Plasma LDH activity showed a 2.5-fold increase in the heart failure group, indicating generalized tissue damage (P < 0.001), while treatment with the melatonin suppressed the LDH activity (P < 0.001, Table 3). In accordance with the plasma LDH activity, HF caused significant increases in the plasma levels of CK and lysosomal enzymes (β-D-glucuronidase, β-galactosidase, β-D-N-acetyl-glucosaminidase, acid phosphatase, and cathepsin-D) (P < 0.001). When melatonin was administered, all of these parameters were significantly reversed (P < 0.001) (Table 3).
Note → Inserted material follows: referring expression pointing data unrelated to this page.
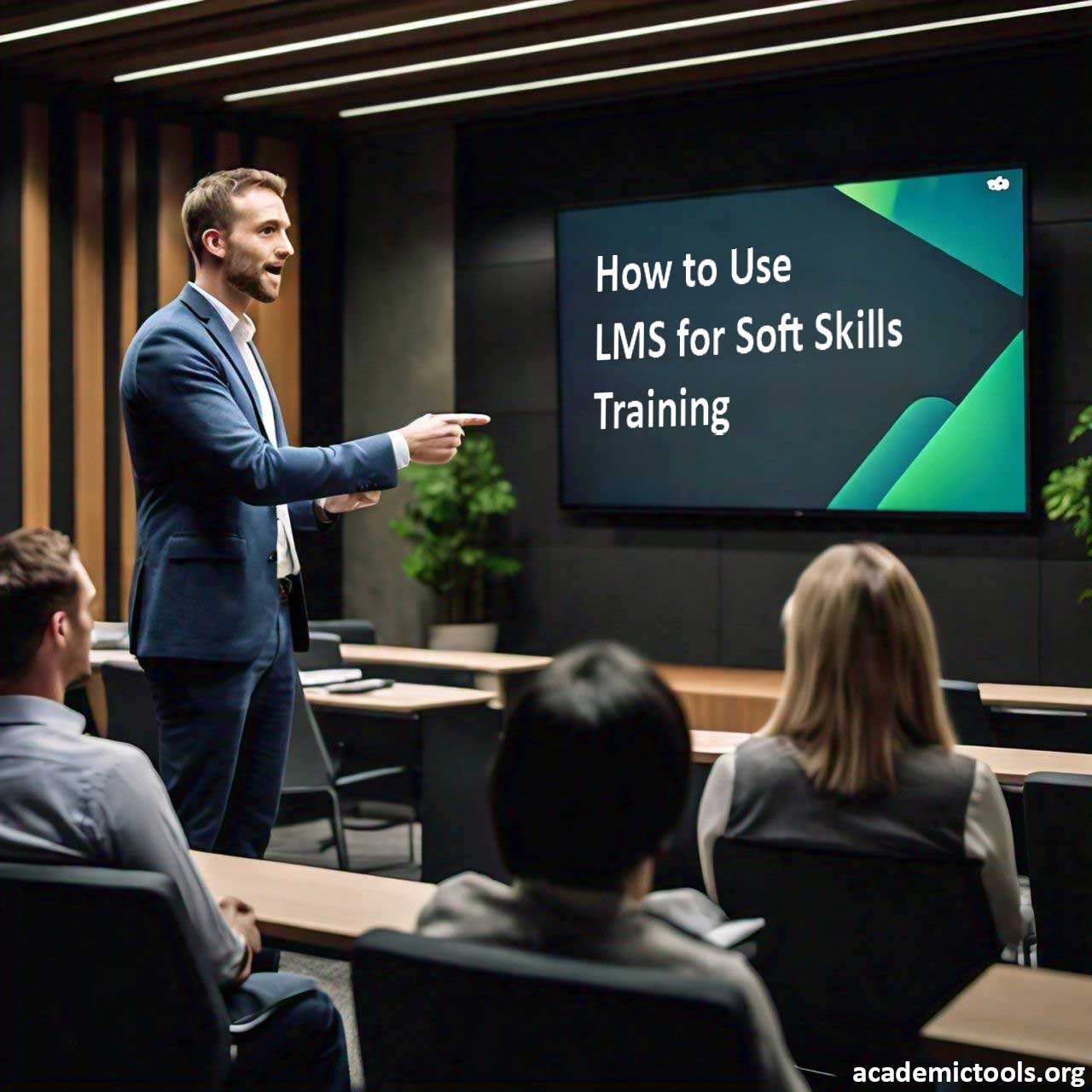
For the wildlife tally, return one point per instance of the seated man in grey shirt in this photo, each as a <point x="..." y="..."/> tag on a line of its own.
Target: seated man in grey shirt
<point x="590" y="780"/>
<point x="73" y="799"/>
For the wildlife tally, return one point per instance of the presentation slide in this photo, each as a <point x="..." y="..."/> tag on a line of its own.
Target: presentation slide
<point x="857" y="347"/>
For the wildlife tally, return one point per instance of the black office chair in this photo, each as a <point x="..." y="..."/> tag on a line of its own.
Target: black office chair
<point x="970" y="717"/>
<point x="857" y="951"/>
<point x="130" y="711"/>
<point x="444" y="1014"/>
<point x="1058" y="810"/>
<point x="314" y="788"/>
<point x="104" y="985"/>
<point x="351" y="630"/>
<point x="324" y="652"/>
<point x="1065" y="729"/>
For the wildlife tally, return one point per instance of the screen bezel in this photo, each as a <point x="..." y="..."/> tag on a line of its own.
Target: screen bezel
<point x="817" y="515"/>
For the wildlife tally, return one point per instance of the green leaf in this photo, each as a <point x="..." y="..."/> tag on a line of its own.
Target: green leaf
<point x="455" y="520"/>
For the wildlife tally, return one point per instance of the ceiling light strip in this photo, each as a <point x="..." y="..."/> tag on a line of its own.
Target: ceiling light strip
<point x="514" y="89"/>
<point x="106" y="16"/>
<point x="542" y="47"/>
<point x="338" y="39"/>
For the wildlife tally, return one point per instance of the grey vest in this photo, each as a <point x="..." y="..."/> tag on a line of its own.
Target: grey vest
<point x="772" y="800"/>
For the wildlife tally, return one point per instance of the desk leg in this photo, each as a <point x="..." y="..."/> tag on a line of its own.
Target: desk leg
<point x="456" y="833"/>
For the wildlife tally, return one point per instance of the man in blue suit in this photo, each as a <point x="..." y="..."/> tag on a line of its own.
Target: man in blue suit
<point x="218" y="603"/>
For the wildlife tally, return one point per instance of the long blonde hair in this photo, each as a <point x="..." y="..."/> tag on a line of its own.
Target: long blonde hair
<point x="862" y="671"/>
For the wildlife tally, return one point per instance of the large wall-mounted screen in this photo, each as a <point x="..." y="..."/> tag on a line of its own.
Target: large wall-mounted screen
<point x="857" y="347"/>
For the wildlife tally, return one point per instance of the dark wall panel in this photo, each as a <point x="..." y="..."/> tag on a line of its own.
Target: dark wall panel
<point x="663" y="601"/>
<point x="507" y="322"/>
<point x="999" y="603"/>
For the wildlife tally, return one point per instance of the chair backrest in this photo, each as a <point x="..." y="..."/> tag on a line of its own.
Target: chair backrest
<point x="130" y="711"/>
<point x="857" y="951"/>
<point x="102" y="985"/>
<point x="351" y="630"/>
<point x="443" y="1014"/>
<point x="1058" y="814"/>
<point x="323" y="652"/>
<point x="308" y="765"/>
<point x="970" y="717"/>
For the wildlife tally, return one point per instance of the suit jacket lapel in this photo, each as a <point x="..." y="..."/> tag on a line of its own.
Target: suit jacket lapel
<point x="226" y="343"/>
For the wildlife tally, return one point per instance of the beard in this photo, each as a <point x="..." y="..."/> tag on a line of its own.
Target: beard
<point x="247" y="277"/>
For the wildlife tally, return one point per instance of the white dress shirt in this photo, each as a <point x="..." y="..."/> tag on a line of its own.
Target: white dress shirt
<point x="241" y="330"/>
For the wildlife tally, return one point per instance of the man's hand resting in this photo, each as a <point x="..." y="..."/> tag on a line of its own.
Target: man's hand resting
<point x="241" y="917"/>
<point x="350" y="502"/>
<point x="435" y="438"/>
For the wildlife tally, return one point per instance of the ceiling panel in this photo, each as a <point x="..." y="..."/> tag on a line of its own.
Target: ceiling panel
<point x="88" y="58"/>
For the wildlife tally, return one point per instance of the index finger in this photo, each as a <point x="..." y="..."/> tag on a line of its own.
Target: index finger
<point x="467" y="418"/>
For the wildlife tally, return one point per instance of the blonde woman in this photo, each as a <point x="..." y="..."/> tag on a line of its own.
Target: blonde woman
<point x="858" y="752"/>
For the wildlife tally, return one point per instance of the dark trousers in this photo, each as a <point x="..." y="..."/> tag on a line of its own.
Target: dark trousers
<point x="299" y="1048"/>
<point x="224" y="741"/>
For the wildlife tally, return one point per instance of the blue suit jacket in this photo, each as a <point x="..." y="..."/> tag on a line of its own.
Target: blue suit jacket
<point x="207" y="484"/>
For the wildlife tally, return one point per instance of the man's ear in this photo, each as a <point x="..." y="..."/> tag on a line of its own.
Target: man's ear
<point x="214" y="241"/>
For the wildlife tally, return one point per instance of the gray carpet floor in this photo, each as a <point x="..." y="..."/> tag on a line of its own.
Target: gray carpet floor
<point x="383" y="853"/>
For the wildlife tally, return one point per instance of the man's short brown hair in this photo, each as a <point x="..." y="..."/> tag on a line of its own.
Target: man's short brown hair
<point x="209" y="205"/>
<point x="38" y="578"/>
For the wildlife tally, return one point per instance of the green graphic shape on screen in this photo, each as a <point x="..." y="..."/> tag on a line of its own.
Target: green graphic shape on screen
<point x="960" y="214"/>
<point x="888" y="461"/>
<point x="975" y="460"/>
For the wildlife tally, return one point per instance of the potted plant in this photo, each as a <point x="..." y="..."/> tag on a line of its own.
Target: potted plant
<point x="453" y="522"/>
<point x="1066" y="495"/>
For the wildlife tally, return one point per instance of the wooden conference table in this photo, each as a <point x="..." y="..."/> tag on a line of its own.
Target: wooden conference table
<point x="1014" y="1013"/>
<point x="503" y="673"/>
<point x="1010" y="764"/>
<point x="451" y="733"/>
<point x="735" y="699"/>
<point x="318" y="909"/>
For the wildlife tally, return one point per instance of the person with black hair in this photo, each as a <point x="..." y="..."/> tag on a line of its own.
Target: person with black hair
<point x="589" y="782"/>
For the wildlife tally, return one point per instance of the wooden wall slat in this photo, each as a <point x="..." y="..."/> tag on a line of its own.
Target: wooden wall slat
<point x="35" y="284"/>
<point x="127" y="273"/>
<point x="277" y="323"/>
<point x="176" y="177"/>
<point x="88" y="357"/>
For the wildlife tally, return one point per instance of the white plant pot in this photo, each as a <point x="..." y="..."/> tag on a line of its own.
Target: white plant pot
<point x="475" y="636"/>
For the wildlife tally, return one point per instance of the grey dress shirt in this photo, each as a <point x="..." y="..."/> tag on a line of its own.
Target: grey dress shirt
<point x="69" y="799"/>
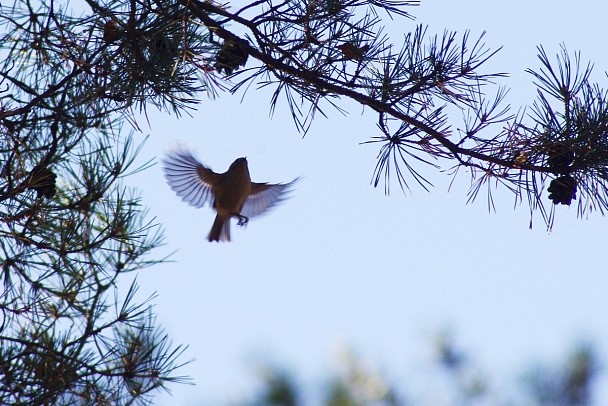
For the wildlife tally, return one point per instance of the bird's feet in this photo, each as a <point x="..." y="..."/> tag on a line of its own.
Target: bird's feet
<point x="242" y="220"/>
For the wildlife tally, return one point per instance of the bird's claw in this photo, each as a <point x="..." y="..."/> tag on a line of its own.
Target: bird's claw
<point x="242" y="220"/>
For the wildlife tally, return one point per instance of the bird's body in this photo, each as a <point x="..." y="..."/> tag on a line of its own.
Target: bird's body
<point x="231" y="194"/>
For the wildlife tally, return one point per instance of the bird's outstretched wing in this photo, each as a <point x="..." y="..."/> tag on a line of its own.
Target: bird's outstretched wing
<point x="189" y="178"/>
<point x="264" y="196"/>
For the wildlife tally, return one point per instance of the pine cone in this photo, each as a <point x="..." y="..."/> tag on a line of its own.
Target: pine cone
<point x="43" y="181"/>
<point x="230" y="57"/>
<point x="562" y="190"/>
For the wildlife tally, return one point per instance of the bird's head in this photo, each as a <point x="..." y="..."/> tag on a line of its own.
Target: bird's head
<point x="238" y="162"/>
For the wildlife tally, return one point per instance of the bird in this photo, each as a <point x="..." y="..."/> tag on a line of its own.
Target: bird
<point x="231" y="194"/>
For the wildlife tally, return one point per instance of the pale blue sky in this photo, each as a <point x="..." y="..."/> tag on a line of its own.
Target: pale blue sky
<point x="341" y="263"/>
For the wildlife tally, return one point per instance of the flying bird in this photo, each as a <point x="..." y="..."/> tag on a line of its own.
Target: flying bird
<point x="231" y="194"/>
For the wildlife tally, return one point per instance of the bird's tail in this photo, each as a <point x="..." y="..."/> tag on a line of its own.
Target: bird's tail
<point x="220" y="231"/>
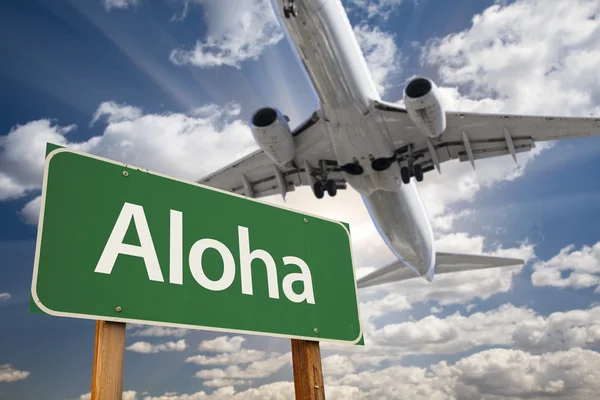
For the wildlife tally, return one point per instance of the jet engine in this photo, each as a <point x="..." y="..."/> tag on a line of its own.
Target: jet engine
<point x="421" y="99"/>
<point x="273" y="134"/>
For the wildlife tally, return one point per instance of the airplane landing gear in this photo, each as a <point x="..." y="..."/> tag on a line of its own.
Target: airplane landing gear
<point x="319" y="188"/>
<point x="290" y="11"/>
<point x="331" y="188"/>
<point x="406" y="173"/>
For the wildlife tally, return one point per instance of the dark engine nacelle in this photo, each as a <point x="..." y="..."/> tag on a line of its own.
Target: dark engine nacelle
<point x="421" y="99"/>
<point x="272" y="133"/>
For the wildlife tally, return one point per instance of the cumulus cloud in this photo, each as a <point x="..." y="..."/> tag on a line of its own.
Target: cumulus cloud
<point x="242" y="356"/>
<point x="238" y="30"/>
<point x="519" y="52"/>
<point x="381" y="53"/>
<point x="226" y="382"/>
<point x="175" y="144"/>
<point x="22" y="156"/>
<point x="123" y="4"/>
<point x="374" y="8"/>
<point x="491" y="374"/>
<point x="9" y="374"/>
<point x="254" y="370"/>
<point x="271" y="391"/>
<point x="505" y="326"/>
<point x="148" y="348"/>
<point x="160" y="331"/>
<point x="127" y="395"/>
<point x="222" y="344"/>
<point x="582" y="269"/>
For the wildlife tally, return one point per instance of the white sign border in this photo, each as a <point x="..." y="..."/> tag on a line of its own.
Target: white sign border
<point x="37" y="301"/>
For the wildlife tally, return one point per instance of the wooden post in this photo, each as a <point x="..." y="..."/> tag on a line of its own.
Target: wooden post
<point x="308" y="371"/>
<point x="109" y="352"/>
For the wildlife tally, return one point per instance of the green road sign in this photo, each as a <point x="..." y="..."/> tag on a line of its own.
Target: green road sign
<point x="120" y="243"/>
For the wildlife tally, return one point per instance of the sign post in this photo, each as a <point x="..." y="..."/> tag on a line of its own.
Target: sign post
<point x="109" y="352"/>
<point x="120" y="244"/>
<point x="308" y="370"/>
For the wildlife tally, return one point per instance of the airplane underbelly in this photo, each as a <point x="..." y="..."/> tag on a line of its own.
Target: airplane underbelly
<point x="402" y="223"/>
<point x="325" y="42"/>
<point x="323" y="37"/>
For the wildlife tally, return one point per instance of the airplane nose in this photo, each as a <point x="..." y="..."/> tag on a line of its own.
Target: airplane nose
<point x="316" y="5"/>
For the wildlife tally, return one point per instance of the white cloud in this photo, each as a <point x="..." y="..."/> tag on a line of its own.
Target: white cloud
<point x="127" y="395"/>
<point x="271" y="391"/>
<point x="337" y="365"/>
<point x="148" y="348"/>
<point x="238" y="30"/>
<point x="160" y="331"/>
<point x="222" y="344"/>
<point x="31" y="212"/>
<point x="381" y="53"/>
<point x="241" y="356"/>
<point x="255" y="370"/>
<point x="9" y="374"/>
<point x="226" y="382"/>
<point x="517" y="53"/>
<point x="490" y="374"/>
<point x="375" y="8"/>
<point x="123" y="4"/>
<point x="22" y="156"/>
<point x="115" y="112"/>
<point x="168" y="143"/>
<point x="507" y="326"/>
<point x="582" y="268"/>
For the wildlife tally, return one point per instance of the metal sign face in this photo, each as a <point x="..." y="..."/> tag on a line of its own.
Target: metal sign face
<point x="120" y="243"/>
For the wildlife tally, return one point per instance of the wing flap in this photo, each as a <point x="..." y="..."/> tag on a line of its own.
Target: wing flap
<point x="487" y="135"/>
<point x="445" y="263"/>
<point x="255" y="175"/>
<point x="394" y="272"/>
<point x="450" y="262"/>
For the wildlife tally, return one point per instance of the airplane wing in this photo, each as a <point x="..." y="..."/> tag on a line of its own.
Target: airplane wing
<point x="475" y="136"/>
<point x="255" y="175"/>
<point x="445" y="263"/>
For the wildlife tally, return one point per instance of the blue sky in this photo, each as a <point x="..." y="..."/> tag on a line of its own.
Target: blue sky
<point x="100" y="76"/>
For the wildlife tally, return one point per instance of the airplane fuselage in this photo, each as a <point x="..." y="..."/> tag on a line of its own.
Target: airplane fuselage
<point x="325" y="42"/>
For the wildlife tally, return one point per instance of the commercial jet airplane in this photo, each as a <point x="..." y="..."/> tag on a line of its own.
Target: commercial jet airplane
<point x="378" y="148"/>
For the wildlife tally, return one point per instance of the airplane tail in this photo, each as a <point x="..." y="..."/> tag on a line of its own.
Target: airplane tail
<point x="445" y="263"/>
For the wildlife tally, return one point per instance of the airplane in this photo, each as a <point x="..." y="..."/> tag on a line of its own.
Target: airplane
<point x="378" y="148"/>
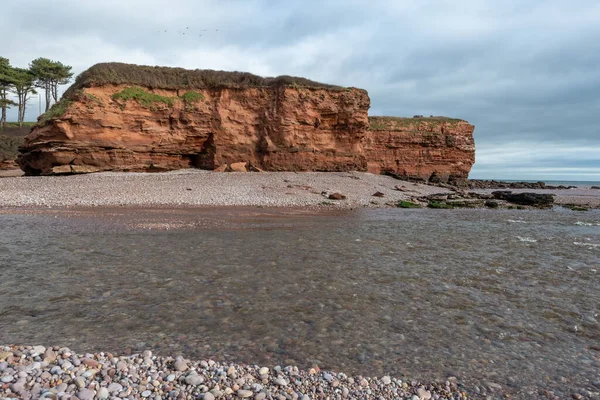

| Sham group | HF group | |||
|---|---|---|---|---|
| Vehicle-treated | Melatonin-treated | Vehicle-treated | Melatonin-treated | |
| LDH (U/L) | 1366 ± 91 | 1291 ± 77 | 3344 ± 219*** | 1965 ± 192 ††† |
| CPK (U/L) | 1715 ± 146 | 1380 ± 146 | 2520 ± 169* | 1720 ± 193† |
| AST (U/L) | 62.6 ± 8.1 | 64.1 ± 5.8 | 109.5 ± 9.1** | 76.5 ± 7.7† |
| ALT (U/L) | 57.8 ± 5.4 | 65 ± 6.4 | 117.7 ± 13.9 ** | 70.3 ± 10.2† |
| β-D glucorinidase (U/mL) | 0.35 ± 0.02 | 0.30 ± 0.03 | 0.66 ± 0.05*** | 0.37 ± 0.05††† |
| β- galactosidase (U/mL) | 0.47 ± 0.02 | 0.37 ± 0.05 | 0.79 ± 0.05*** | 0.50 ± 0.05†† |
| β-D-N-acetyl-glucosaminidase (U/mL) | 0.69 ± 0.05 | 0.58 ± 0.06 | 1.36 ± 0.09*** | 0.73 ± 0.10††† |
| Acid phosphatase (U/mL) | 1.77 ± 0.08 | 1.62 ± 0.12 | 2.57 ± 0.21** | 1.94 ± 0.12† |
| Cathepsin-D (U/mL) | 0.49 ± 0.03 | 0.41 ± 0.03 | 0.92 ± 0.07*** | 0.43 ± 0.06††† |
- * P < 0.05, *** P < 0.001; compared to vehicle-treated Sham group.
- †P < 0.05, ††P < 0.01, †††P < 0.001; compared to vehicle-treated HF group.
Heart failure caused a significant decrease in cardiac GSH level (1.71 ± 0.09 μmol/g; P < 0.001) when compared to the vehicle-treated sham group (2.68 ± 0.12 μmol/g); while in the melatonin-treated HF group, GSH content of the cardiac tissue was found to be preserved (2.23 ± 0.13 μmol/g; P < 0.05), being not significantly different from that of the control group (Fig. 1a). When compared to the vehicle-treated sham group (38.2 ± 5.3 nmol/g), MDA content of cardiac tissue was found to be increased in the vehicle-treated HF gorup, while melatonin treatment significantly decreased HF-induced MDA elevations (40.5 ± 2.6 nmol/g, P < 0.05; Fig. 1b).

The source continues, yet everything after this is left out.